Any guidance appreciated.

8

You don't configure anything but either the command-line or the modules section of the logstash.yml file. The values you place there will determine what goes in the <%...%> blocks. The module is only meant to be configured in this manner. I directed you there so you could see what it contains, not change it.

As previously stated, this is an unfortunate side effect of 5.x only allowing a single pipeline to run at once. When Logstash 6.0 is released, you'll be able to run multiple pipelines, and it will read those other configurations as you have them. We wanted to release the modules feature in 5.6 to showcase it, but that required us limiting Logstash to one pipeline, so the behavior I outlined was the executive decision.

9

I alwys get this message:

WARNING: Could not find logstash.yml which is typically located in $LS_HOME/config or /etc/logstash. You can specify the path using --path.settings. Continuing using the defaults
Could not find log4j2 configuration at path //usr/share/logstash/config/log4j2.properties. Using default config which logs errors to the console
[FATAL] 2017-09-25 16:39:23.900 [LogStash::Runner] runner - An unexpected error occurred! {:error=>#<LogStash::ConfigLoadingError: Failed to import module configurations to Elasticsearch and/or Kibana. Module: netflow has Elasticsearch hosts: ["10.250.254.168:9200"] and Kibana hosts: ["10.250.254.168:5601"]>, :backtrace=>["/usr/share/logstash/logstash-core/lib/logstash/config/modules_common.rb:97:in pipeline_configs'", "org/jruby/RubyArray.java:1613:in each'", "/usr/share/logstash/logstash-core/lib/logstash/config/modules_common.rb:56:in pipeline_configs'", "/usr/share/logstash/logstash-core/lib/logstash/runner.rb:272:in execute'", "/usr/share/logstash/vendor/bundle/jruby/1.9/gems/clamp-0.6.5/lib/clamp/command.rb:67:in run'", "/usr/share/logstash/logstash-core/lib/logstash/runner.rb:204:in run'", "/usr/share/logstash/vendor/bundle/jruby/1.9/gems/clamp-0.6.5/lib/clamp/command.rb:132:in run'", "/usr/share/logstash/lib/bootstrap/environment.rb:71:in (root)'"]}

Can you help me ?

10

This suggests a potential authentication error, or an incorrect host. Logstash is trying to connect to Elasticsearch to upload the index template, and to Kibana to upload the dashboards and visualizations. I don't see any more in depth information there, so it's hard to identify which failed. You could check the logs for either of those.
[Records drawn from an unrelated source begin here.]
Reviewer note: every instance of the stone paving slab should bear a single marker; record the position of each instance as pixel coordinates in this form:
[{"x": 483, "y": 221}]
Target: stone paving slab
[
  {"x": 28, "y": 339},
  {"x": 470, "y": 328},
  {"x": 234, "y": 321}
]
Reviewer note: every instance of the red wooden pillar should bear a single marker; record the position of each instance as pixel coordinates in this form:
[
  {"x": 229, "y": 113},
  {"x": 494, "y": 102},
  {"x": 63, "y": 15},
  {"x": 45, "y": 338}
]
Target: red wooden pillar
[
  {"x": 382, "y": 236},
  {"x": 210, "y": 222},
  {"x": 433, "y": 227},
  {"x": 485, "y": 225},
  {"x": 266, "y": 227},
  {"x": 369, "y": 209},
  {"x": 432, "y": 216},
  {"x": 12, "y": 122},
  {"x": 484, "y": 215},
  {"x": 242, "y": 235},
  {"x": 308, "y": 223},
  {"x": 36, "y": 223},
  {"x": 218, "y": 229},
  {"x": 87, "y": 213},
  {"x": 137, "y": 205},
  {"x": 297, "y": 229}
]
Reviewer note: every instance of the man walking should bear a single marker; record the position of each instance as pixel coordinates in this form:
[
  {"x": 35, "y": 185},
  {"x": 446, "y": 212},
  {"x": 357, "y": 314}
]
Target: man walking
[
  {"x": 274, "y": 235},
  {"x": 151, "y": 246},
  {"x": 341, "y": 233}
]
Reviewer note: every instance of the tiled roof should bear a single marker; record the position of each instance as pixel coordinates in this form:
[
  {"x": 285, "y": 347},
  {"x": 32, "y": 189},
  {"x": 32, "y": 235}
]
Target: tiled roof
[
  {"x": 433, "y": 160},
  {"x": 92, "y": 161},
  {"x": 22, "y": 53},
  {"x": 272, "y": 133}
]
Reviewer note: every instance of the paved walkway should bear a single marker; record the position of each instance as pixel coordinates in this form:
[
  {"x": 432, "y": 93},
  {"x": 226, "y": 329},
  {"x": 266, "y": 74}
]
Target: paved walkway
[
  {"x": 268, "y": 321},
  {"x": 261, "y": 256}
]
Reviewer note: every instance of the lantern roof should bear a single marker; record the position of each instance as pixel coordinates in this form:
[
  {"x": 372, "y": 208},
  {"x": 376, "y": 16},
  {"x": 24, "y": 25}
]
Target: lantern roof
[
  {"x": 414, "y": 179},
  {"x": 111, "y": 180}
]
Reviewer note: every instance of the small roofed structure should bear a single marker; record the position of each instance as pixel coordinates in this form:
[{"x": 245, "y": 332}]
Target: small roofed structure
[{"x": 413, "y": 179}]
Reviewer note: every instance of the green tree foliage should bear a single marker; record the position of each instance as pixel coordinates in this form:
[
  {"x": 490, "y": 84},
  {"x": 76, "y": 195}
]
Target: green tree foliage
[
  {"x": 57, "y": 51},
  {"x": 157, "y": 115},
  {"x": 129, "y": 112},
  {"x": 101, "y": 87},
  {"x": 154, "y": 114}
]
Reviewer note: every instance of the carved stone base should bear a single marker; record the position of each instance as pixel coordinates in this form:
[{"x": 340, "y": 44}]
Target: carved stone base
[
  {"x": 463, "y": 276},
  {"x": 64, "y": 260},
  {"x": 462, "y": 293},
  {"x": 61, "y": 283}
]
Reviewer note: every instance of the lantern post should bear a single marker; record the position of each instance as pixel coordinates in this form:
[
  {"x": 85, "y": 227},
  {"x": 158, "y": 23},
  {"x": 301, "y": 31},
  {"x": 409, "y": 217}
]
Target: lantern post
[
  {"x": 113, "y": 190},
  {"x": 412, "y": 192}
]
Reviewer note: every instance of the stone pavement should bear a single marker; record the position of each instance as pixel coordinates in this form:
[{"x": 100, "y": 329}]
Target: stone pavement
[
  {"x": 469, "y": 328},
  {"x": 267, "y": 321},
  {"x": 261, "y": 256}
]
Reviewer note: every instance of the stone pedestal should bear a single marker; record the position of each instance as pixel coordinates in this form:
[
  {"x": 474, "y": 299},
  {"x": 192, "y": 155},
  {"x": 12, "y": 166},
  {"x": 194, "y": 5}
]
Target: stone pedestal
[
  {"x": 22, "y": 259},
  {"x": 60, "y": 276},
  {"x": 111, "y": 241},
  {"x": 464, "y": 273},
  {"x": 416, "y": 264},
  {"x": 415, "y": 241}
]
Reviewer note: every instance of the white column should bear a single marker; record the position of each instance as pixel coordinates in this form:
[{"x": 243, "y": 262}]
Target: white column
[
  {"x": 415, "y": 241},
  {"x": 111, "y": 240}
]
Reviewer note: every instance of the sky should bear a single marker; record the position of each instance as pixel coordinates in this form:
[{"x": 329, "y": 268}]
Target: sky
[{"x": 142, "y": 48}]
Also, the error has your hosts configured on the same IP, different ports. Is that accurate?

11

Good news, my netflow config started working after updating logstash to 5.6.2, using the RPMs provided at https://artifacts.elastic.co/packages/5.x/yum

:+1:

12

This topic was automatically closed 28 days after the last reply. New replies are no longer allowed.